Hughes & Co’s own sustainability initiatives extend to choosing only cans for their in-salon refreshments, as aluminium is infinitely recyclable, and making considered choices in who they partner with for the hair products they offer, such as boutique Melbourne company No. 113.
“Consumers are definitely willing to switch to Australian-made products when given the choice,” Hanna says.
It helps though if you can make it easy for them.
“Our customers always rave about how convenient our salon is. And that’s really down to Square, hosting efficient online Appointment bookings allow us to offer our customers a way to have haircuts on subscription plans. It’s the backbone of our business and growth.”
For $95 a month, Hughes & Co offer their grooming subscription customers unlimited haircuts and beard trims. And it turns out beards are worth a closer look when it comes to sustainability. Hughes & Co run a gender-free salon – you’ll pay for the service you order, not what gender you are – but their emphasis on beard styling and cutthroat shaves means they attract a male clientele that, according to a Sustainable Salons and Junkee Media survey of 800 consumers, isn’t yet as attuned to environmental issues as its female counterpart.
That survey found that 15% of the men they spoke to weren’t comfortable telling their mates about choosing a sustainable salon. So it’s important we have people like Hanna and her community pushing the conversation forward!
The good news is, across genders, 91% of those surveyed would be happy to add a small sustainability fee to their hair or beauty service. Square makes it easy to for sellers to do this.
Hanna is encouraged by what she sees around her but believes the Australian industry still has some way to go.

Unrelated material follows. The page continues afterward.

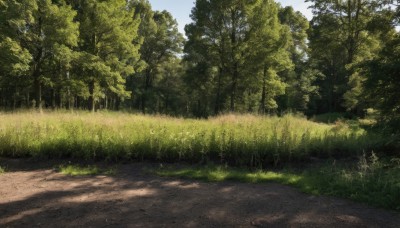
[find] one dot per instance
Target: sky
(181, 9)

“Most avenues and partnerships require an allocated budget to move your business in this direction, and this budget is not widely allocated for. We need initiatives from within local councils and state governments to help streamline this. We also need to educate our consumers to be mindful of these choices.”

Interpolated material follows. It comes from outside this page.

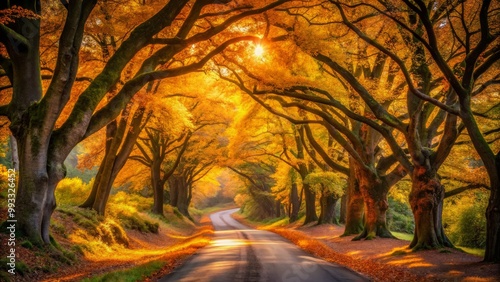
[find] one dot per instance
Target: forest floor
(175, 242)
(384, 259)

Of course, that education begins with those coming through the training ranks. Fortunately, Australia is making rapid gains in this area.
“Having done my education in the UK, and being Gen Y, sustainable practice has been second nature to me. It’s not something we had to actively go out of our way to do as it’s just an easy day-to-day thing over there. It’s ingrained into the curriculum from a very young age.”
Hanna is right that youth has an impact when it comes to putting the environment first. Sustainable Salons’ research shows that two thirds of Gen Z respondents were thinking about where their salon’s waste goes. That’s significantly more than those in older cohorts. Hair and beauty practitioners would be well advised to get on the bandwagon.
You can definitely count Hanna among those encouraging a generational shift in practices: “As a mother, sustainability is a priority for me to leave the Earth a livable place for all future generations to enjoy.”
Except where noted, stats in this article are drawn from Issue 8 of The Green Chair, the 2022 edition of Sustainable Salons’ annual magazine.